De Kooning lived the longest of that group of painters and produced the most, continuing to create surprisingly daring images into the 1980s. Active in a variety of genres including figure painting, the female nude and landscapes verging on complete abstraction, he developed many different styles, each deeply personal and at the same reflecting movements of great importance in 20th-century American culture.
De Kooning’s life, from embarking as a stowaway to the attainment of celebrity, repeats the classic American myth of the emigrant who crosses the ocean in search of a better life and experiences poverty, failure and success first-hand.

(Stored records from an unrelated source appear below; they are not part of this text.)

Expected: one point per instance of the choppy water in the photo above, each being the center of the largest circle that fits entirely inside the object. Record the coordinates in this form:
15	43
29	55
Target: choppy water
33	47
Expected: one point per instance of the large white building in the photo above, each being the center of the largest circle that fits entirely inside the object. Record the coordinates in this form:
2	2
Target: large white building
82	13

On the basis of a decade of research including hundreds of interviews and a series of previously unpublished letters and documents, Mark Stevens and Annalyn Swann offer the first major biography of this complex and romantic figure.
De Kooning. L’uomo, l’artista is a living and richly detailed portrait and reconstruction of the painter’s life from the difficult years of poverty, instability and often violent family life in Rotterdam, the scene of his academic training and initial employment in decorative art, to his arrival in the United States, where he fought doggedly to establish himself as an American artist during the Depression. His early years in the United States are marked by the influence of Gorky, another immigrant, who was not only his mentor but also the role model who inspired his willingness to sacrifice everything to art. It was not until 1948 that his first solo show at the Egan Gallery revealed his talent to critics like Rosenberg and Hess, who vied with one another to champion his work and recognized him as a charismatic leader of the New York School, which was just beginning to make an international impact.

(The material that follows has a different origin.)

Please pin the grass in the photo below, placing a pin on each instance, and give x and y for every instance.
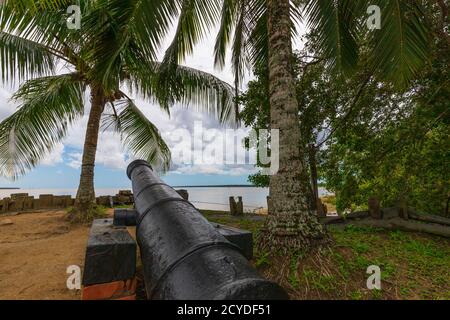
(413, 266)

His stormy marriage to Elaine Fried, another renowned figure in the world of art, reached its crisis in the late 1940s and early ’50s. At the peak of his fame, de Kooning was caught up in a self-destructive spiral to the point of personifying the new American myth of the man destroyed by his own success. He spent his days painting powerful abstract works and provocative female figures, and his nights haunting the Cedar Tavern, talking to friends like Franz Kline and Frank O’Hara, womanizing, drinking and roaming the streets.

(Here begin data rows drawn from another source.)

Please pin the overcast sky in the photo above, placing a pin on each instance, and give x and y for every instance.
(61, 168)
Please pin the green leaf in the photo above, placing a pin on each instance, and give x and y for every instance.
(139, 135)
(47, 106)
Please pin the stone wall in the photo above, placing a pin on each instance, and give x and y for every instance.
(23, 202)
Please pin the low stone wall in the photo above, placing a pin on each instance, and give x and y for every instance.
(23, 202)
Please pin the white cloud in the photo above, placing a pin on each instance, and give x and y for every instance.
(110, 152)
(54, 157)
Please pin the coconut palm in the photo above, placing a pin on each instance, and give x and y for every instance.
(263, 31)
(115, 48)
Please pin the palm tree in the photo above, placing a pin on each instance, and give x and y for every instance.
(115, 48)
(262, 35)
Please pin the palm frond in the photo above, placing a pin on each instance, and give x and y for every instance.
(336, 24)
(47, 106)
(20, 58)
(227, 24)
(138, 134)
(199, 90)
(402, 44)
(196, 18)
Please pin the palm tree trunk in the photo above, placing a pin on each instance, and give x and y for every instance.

In the 1960s, worn out by the feverish world of art and nearly destroyed by success, he retreated to the Springs on Long Island, where he painted an extraordinary series of lush pastorals followed by an vast body of haunting, ethereal late work. Until the end, afflicted by senile dementia, de Kooning remained the painter he had always been, spending the day in front of the canvas and never hesitating to destroy his creations in order to renew a constantly shifting style in accordance with his conviction that you have to change in order to stay the same.